Da più parti della società civile e di quella politica si moltiplicano gli appelli perché le relazioni tra Italia ed Egitto, o meglio tra il nostro Paese e l’attuale regime egiziano, arrivino a configurare la possibilità di una verità piena sull’assassinio di Giulio Regeni. Sino ad oggi solo il richiamo dell’ambasciatore per consultazioni e l’invio di investigatori in loco hanno marcato la volontà del nostro governo di spingere Al Sisi a collaborare, ma ci sono molte altre iniziative che si possono e si devono prendere se esiste una volontà reale di andare ad un chiarimento. Alcune proposte sono già state formulate dalle colonne di questo giornale. Luigi Manconi lancia un appello decisivo affinché l’Egitto venga dichiarato «Paese non sicuro», con tutte le conseguenze del caso; mentre Giulio Marcon richiama giustamente la ministra Pinotti alla necessità di «sospendere la cooperazione militare tra i due Paesi». Sono misure più che necessarie, quasi delle precondizioni per una dialogo alla pari, ma sono tutte di tipo «negativo». Ed in questi casi l‘esperienza di terreno, cioè di quanti come le Ong di cooperazione allo sviluppo lavorano con i partner locali, insegna che a queste misure di sospensione deve necessariamente corrispondere un aumento dei fondi dedicati al sostegno della società civile locale.

Diciamo questo per una serie di motivi che ineriscono sia la politica estera dell’Italia sia la situazione interna europea, oramai intimamente correlate specie dopo l’evidenza delle relazioni tra povertà, sottosviluppo, mancanza di democrazia, cambiamenti climatici, guerre e fenomeni migratori. E allora è palese come la vicenda Regeni vada non estrapolata dal contesto geopolitico attuale, ma utilizzata, nella sua evidente drammaticità, come spinta al ripensamento per tutta la politica euro-mediterranea, come veniva adombrata dal processo di Barcellona oramai vent’anni or sono. Cioè della definizione di una zona di scambio economico sulla base di accordi di partenariato, oramai da decenni messa da parte a favore di una gestione follemente emergenziale di fenomeni ampiamente strutturali, di cui le migrazioni non sono che un effetto.
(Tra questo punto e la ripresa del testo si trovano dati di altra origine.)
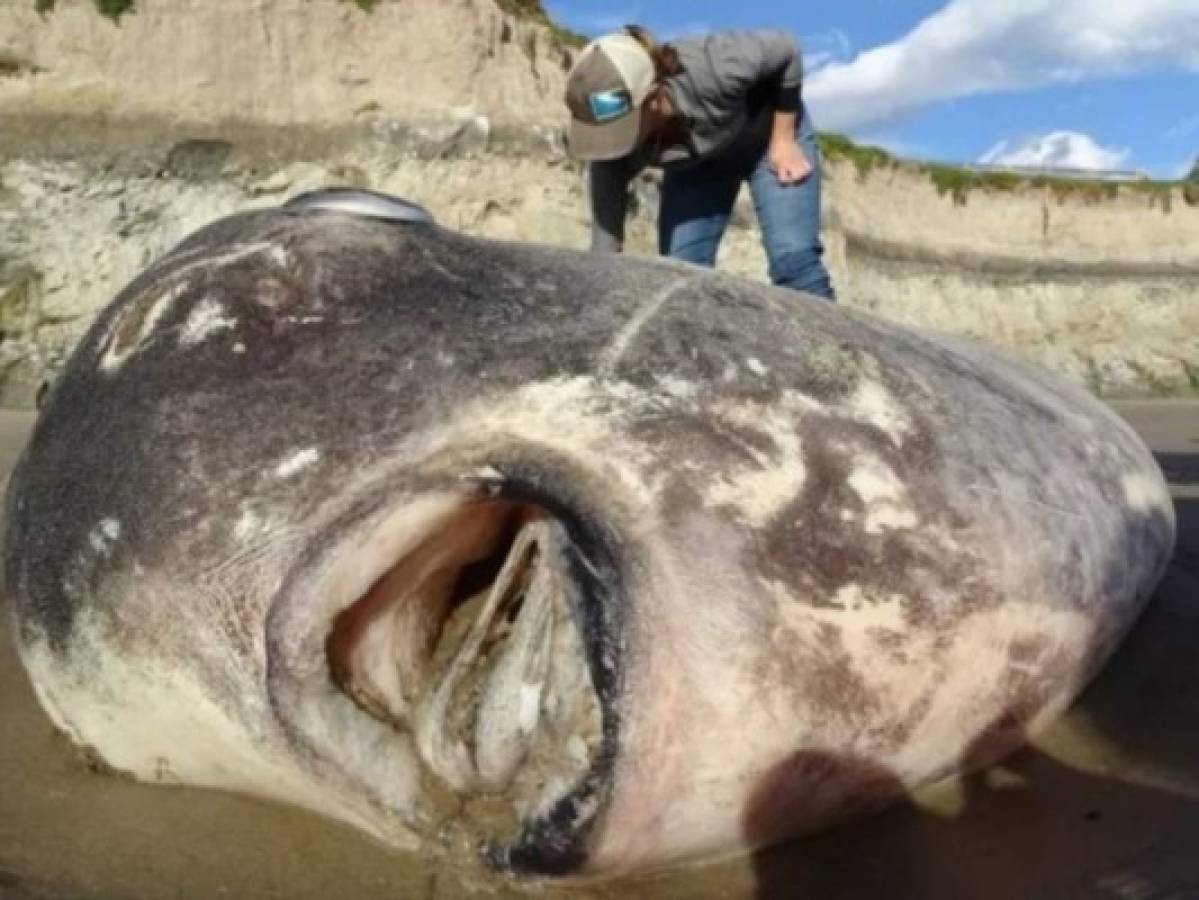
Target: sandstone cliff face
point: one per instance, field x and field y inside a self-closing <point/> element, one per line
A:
<point x="282" y="61"/>
<point x="120" y="139"/>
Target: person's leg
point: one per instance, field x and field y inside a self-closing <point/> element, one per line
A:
<point x="789" y="217"/>
<point x="693" y="215"/>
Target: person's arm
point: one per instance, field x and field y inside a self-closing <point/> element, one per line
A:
<point x="748" y="59"/>
<point x="787" y="157"/>
<point x="608" y="186"/>
<point x="743" y="60"/>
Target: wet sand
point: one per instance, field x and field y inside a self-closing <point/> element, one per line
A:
<point x="1103" y="805"/>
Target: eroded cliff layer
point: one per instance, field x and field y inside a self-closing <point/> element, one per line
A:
<point x="121" y="137"/>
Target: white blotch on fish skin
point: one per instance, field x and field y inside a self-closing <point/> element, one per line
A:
<point x="759" y="490"/>
<point x="205" y="319"/>
<point x="873" y="405"/>
<point x="296" y="463"/>
<point x="113" y="356"/>
<point x="247" y="526"/>
<point x="1144" y="493"/>
<point x="279" y="255"/>
<point x="104" y="535"/>
<point x="884" y="495"/>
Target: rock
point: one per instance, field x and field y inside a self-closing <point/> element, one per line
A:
<point x="199" y="159"/>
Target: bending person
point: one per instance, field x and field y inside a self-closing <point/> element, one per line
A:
<point x="712" y="112"/>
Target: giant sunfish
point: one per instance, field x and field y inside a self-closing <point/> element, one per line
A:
<point x="586" y="563"/>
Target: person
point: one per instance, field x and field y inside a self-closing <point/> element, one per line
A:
<point x="714" y="112"/>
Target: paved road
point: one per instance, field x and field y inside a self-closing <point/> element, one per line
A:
<point x="1104" y="805"/>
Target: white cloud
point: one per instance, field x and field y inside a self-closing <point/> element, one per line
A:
<point x="1184" y="128"/>
<point x="597" y="22"/>
<point x="1056" y="150"/>
<point x="825" y="48"/>
<point x="986" y="46"/>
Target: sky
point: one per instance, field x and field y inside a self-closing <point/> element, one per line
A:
<point x="1090" y="84"/>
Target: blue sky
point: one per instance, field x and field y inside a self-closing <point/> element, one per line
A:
<point x="1104" y="84"/>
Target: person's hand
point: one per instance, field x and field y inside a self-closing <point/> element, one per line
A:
<point x="789" y="163"/>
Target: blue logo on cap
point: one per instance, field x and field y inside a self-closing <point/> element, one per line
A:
<point x="607" y="106"/>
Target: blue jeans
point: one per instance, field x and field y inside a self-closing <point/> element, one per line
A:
<point x="694" y="213"/>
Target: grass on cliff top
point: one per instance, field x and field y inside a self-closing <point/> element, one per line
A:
<point x="534" y="11"/>
<point x="958" y="182"/>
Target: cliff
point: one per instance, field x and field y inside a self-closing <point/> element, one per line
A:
<point x="121" y="137"/>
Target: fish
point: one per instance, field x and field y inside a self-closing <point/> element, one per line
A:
<point x="573" y="565"/>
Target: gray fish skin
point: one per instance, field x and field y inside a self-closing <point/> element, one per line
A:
<point x="757" y="563"/>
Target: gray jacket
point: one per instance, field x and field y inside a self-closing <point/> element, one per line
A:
<point x="727" y="77"/>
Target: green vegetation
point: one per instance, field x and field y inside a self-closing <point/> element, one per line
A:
<point x="958" y="181"/>
<point x="865" y="157"/>
<point x="534" y="11"/>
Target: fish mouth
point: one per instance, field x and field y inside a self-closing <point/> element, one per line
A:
<point x="488" y="646"/>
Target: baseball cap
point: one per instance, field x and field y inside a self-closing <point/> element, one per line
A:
<point x="604" y="92"/>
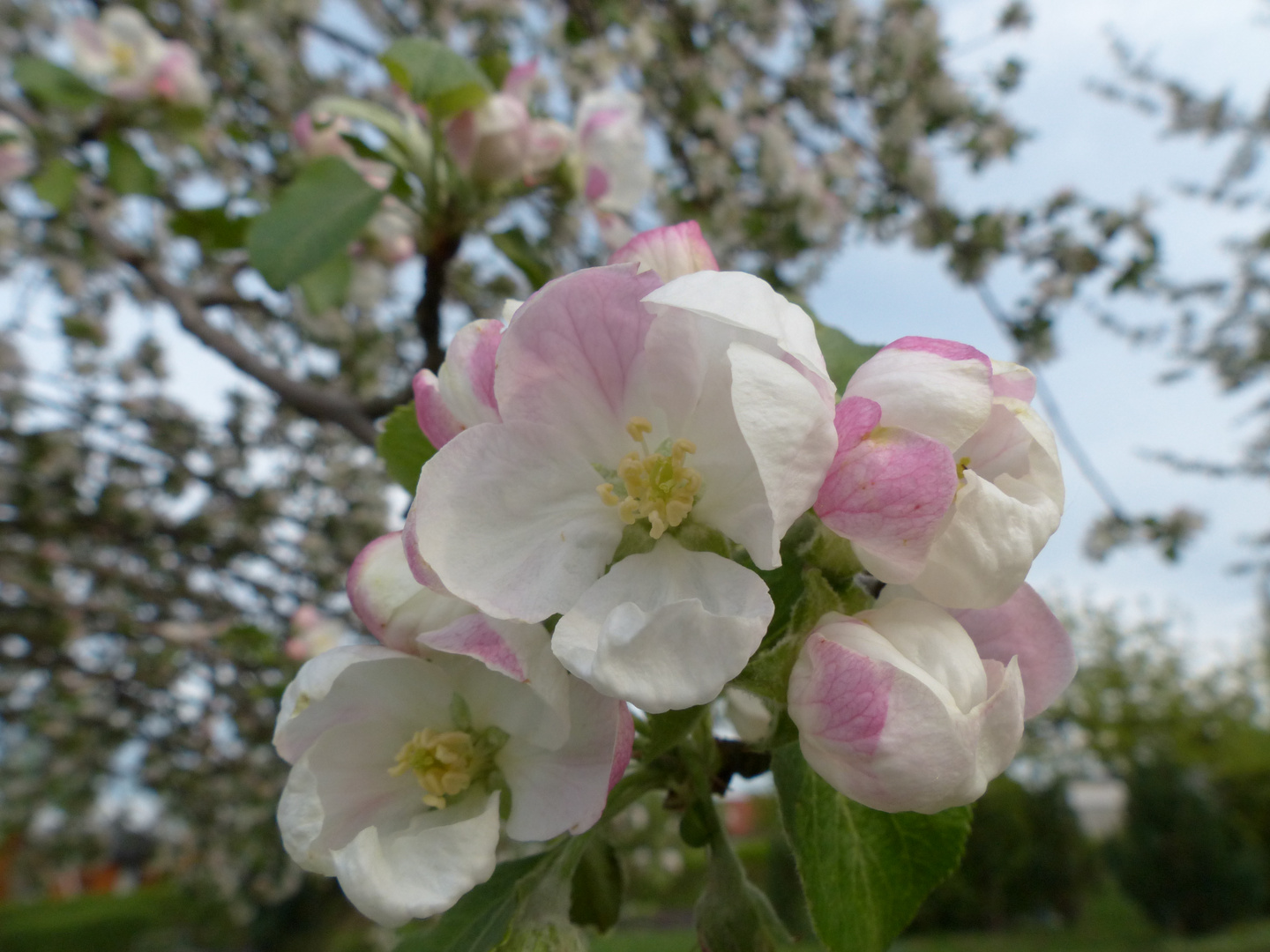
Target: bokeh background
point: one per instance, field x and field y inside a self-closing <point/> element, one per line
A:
<point x="1071" y="183"/>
È dunque chiaro che, se si vuole fare una politica di lungo periodo, cioè stabilizzare nell’unico senso possibile l’area Sud del Mediterraneo, è necessaria una iniziativa forte di sostegno alle società civili di quei Paesi che più sono esposti oggi al rischio povertà e mancanza di Diritti, primo tra tutti, appunto, l’Egitto attuale, ma non solo. Lo diciamo perché non vorremmo che, tanto per fare un gesto eclatante quanto pericoloso, qualcuno ventilasse l’ipotesi di tagliare non, com’è necessario, la cooperazione militare ma quella civile, dato che l’Egitto è uno dei Paesi prioritari in questo senso. Sarebbe una mossa esiziale, che darebbe non solo più forza al regime ma che, soprattutto, indebolirebbe proprio quelle tante organizzazioni di società civile, non a caso represse, che oggi rappresentano il futuro democratico dell’Egitto. Non è forse perché studiava questi fenomeni di resistenza ed organizzazione attiva che Regeni è stato brutalmente torturato a morte?

Dunque non taglio della cooperazione, se qualcuno mai lo pensasse, ma il suo raddoppio, ovviamente nel quadro di un ripensamento rispetto ai partenariati ed all’attivo sostegno politico di quanti lavorano con le controparti egiziane. Questo vorrebbe dire uscire allo scoperto con una politica che dichiara apertamente quali sono i suoi obiettivi e si espone con attività concrete, chiamando al contempo anche gli altri Paesi dell’Ue a fare altrettanto. Un rinnovato impegno per la cooperazione di sostegno alla società civile egiziana oltretutto, sarebbe un segnale fortissimo non solo in loco, ma anche rispetto alla diaspora egiziana in Italia ed in Europa che si aspetta proprio queste decisioni e non solo le consultazioni dell’ambasciatore.